The protest movement had been pushing for both steps for weeks, with little response from the Armed Forces' Supreme Council, the body of top generals that has held power since Mubarak's Feb. 11 fall. In the meantime, tensions grew between the council and the protesters, some of whom accused the generals of protecting the former president.
The tensions peaked a week ago, when troops attacked protesters massed in Cairo's central Tahrir Square in a pre-dawn raid, killing at least one.
The bloodshed raised the specter of an outright confrontation and since then, both sides have appeared to back down. The moves against Mubarak, his family and former party quickly followed.
Activists have feared that despite Mubarak's fall and the arrest of many of its top leaders, the remnants of the National Democratic Party could still try to hold power in the country. In particular, the NDP could still have been a powerful contender in the first post-Mubarak parliament elections due in September.
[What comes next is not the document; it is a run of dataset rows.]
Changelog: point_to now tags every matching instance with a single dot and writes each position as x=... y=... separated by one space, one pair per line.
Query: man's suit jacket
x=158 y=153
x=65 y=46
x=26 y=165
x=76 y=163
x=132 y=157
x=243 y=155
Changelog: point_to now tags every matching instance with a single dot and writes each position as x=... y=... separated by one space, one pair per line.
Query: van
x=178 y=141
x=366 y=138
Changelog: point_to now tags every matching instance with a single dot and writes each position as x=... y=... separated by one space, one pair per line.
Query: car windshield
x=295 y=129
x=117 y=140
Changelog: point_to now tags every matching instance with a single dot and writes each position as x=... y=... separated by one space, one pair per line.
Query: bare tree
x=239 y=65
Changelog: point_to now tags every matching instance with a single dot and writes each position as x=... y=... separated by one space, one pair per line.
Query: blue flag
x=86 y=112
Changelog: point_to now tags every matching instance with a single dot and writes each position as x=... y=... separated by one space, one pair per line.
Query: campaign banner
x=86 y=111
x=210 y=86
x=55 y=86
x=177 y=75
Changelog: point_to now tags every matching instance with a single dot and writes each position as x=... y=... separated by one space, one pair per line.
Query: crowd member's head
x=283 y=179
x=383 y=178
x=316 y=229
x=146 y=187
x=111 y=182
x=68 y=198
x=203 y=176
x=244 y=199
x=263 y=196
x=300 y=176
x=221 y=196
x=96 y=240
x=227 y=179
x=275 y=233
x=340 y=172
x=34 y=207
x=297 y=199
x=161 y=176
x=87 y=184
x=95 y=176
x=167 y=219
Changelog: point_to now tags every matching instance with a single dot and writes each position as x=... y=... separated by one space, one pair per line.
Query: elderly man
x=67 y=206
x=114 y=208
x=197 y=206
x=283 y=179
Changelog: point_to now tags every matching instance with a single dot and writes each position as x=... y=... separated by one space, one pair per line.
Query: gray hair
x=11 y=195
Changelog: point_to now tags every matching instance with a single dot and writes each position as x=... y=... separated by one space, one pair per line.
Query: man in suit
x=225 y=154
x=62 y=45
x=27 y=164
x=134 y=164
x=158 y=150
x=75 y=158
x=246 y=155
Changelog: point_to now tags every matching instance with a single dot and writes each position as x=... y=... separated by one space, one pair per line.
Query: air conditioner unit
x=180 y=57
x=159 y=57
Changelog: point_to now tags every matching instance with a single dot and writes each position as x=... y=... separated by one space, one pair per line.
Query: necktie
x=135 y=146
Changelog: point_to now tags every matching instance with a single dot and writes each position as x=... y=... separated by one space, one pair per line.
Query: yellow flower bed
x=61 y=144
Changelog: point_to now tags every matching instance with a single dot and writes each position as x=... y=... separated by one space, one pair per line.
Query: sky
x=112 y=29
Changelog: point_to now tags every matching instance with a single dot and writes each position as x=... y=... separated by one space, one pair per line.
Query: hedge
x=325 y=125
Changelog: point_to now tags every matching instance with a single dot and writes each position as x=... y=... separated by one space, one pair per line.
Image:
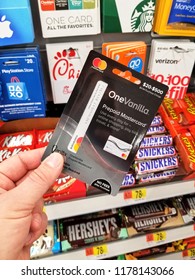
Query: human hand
x=23 y=181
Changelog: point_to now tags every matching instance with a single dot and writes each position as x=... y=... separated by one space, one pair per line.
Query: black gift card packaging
x=103 y=123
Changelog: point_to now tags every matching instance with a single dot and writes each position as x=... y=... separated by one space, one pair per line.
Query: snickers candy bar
x=155 y=152
x=129 y=180
x=157 y=120
x=157 y=176
x=153 y=130
x=157 y=141
x=156 y=165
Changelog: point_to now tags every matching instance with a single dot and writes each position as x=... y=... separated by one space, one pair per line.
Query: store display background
x=55 y=110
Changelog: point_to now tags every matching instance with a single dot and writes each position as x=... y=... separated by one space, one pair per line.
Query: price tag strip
x=136 y=194
x=97 y=251
x=190 y=253
x=160 y=236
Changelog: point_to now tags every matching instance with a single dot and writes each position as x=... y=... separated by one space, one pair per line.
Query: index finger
x=15 y=167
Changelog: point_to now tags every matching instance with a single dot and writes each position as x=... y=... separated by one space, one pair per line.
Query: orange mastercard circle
x=76 y=147
x=96 y=62
x=79 y=140
x=124 y=155
x=102 y=65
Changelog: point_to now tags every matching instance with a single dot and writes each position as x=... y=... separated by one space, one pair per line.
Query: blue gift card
x=16 y=24
x=182 y=11
x=22 y=90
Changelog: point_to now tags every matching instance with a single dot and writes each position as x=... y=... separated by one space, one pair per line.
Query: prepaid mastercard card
x=103 y=123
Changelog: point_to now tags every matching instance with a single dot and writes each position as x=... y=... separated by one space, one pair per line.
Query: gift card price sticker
x=156 y=237
x=97 y=251
x=135 y=194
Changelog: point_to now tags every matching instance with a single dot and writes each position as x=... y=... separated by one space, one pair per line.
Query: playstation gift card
x=16 y=25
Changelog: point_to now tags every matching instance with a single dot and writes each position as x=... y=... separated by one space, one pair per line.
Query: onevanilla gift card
x=101 y=128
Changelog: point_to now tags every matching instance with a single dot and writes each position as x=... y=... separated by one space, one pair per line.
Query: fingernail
x=54 y=160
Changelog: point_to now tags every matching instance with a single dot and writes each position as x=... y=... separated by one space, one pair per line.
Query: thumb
x=38 y=181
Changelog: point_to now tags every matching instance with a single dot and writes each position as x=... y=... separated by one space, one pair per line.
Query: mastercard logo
x=78 y=144
x=99 y=63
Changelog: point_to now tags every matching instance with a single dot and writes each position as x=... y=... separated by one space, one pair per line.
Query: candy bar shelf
x=95 y=203
x=178 y=256
x=116 y=248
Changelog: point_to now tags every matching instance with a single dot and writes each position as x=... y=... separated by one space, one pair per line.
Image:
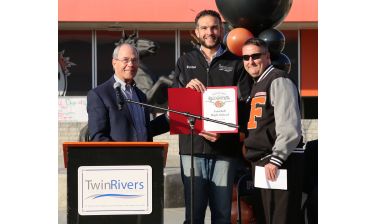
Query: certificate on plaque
x=217 y=103
x=220 y=103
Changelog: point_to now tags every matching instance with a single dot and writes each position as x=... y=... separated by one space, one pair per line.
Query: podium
x=115 y=182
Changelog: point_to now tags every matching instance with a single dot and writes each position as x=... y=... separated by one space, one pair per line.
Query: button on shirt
x=136 y=110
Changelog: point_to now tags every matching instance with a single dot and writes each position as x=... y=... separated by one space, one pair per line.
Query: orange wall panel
x=309 y=62
x=160 y=10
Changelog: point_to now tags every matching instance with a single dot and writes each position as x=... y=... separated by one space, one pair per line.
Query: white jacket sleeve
x=284 y=99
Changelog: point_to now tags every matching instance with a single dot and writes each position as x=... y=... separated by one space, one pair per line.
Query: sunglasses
x=253 y=56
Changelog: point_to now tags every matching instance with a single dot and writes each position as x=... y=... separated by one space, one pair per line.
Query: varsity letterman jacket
x=224 y=70
x=274 y=126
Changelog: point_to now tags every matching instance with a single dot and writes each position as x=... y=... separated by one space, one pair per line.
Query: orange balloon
x=236 y=38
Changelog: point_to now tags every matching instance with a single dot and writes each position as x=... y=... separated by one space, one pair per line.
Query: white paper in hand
x=260 y=181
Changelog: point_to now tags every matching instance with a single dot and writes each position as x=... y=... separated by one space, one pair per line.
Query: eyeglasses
x=128 y=60
x=253 y=56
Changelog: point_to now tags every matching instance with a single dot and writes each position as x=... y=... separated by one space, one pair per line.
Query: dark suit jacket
x=108 y=123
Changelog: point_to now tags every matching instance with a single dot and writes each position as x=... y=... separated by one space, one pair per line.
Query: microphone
x=119 y=96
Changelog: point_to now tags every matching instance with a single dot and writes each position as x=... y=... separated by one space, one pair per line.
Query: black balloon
x=225 y=39
x=254 y=15
x=282 y=62
x=275 y=40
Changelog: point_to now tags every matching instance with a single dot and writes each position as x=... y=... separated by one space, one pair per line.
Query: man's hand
x=196 y=85
x=271 y=171
x=212 y=137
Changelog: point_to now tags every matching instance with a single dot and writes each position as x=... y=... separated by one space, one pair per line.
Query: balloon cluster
x=256 y=18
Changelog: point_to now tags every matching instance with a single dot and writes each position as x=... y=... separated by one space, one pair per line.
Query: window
x=75 y=64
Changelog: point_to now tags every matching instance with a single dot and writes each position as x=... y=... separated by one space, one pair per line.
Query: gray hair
x=117 y=49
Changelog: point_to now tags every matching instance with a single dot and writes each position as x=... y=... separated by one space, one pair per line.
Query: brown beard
x=217 y=42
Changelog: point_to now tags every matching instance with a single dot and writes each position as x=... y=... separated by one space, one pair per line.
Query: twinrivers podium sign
x=114 y=190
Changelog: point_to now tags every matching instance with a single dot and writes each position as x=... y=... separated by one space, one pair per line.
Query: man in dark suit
x=110 y=118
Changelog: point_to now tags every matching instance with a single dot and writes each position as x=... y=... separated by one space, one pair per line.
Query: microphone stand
x=191 y=120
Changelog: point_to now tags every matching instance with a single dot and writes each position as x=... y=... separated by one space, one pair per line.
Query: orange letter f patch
x=256 y=111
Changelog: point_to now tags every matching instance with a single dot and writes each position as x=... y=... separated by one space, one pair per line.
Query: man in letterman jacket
x=274 y=133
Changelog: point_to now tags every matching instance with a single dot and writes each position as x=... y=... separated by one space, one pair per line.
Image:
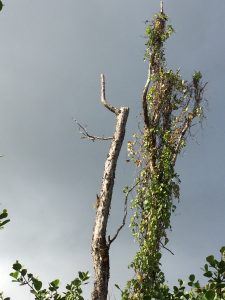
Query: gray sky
x=51 y=55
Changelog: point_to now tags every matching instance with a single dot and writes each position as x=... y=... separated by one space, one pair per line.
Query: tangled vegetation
x=170 y=105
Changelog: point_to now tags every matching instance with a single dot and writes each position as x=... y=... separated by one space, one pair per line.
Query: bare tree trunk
x=100 y=245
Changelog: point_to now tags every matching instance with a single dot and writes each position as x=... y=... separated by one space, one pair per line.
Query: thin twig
x=110 y=241
x=166 y=248
x=86 y=135
x=103 y=97
x=144 y=97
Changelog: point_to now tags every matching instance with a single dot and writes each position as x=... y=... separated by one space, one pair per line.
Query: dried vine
x=170 y=105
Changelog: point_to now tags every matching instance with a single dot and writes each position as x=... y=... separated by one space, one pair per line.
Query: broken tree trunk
x=100 y=245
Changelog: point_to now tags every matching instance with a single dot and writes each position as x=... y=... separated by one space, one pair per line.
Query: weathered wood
x=100 y=245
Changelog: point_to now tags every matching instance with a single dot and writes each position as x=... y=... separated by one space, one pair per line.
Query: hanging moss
x=170 y=104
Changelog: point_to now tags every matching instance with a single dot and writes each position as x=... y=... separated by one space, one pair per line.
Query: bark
x=100 y=245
Protesters set fire to the NDP's headquarters during the 18 days of mass demonstrations that led to Mubarak's removal. The drab but imposing building overlooking the Nile River remains charred, its windows smashed and its walls covered with anti-Mubarak graffiti.
Saturday's verdict came from the Supreme Administrative Court, whose decisions cannot be appealed. The court ordered the party dissolved and its assets and offices handed over to the state. Lawyers had raised a suit demanding its dissolution, accusing the party of corruption.
For years, the NDP held an unbreakable monopoly over Egypt's political life. It consistently held overwhelming majorities in parliament, largely because of widespread vote rigging during elections. Its members controlled the hierarchy of Egypt's vast and powerful bureaucracy.
It also effectively could determine what other parties could be formed, since any new party had to be approved by a body dominated by the NDP. As a result, Egypt's recognized opposition parties are largely weak with little grassroots support.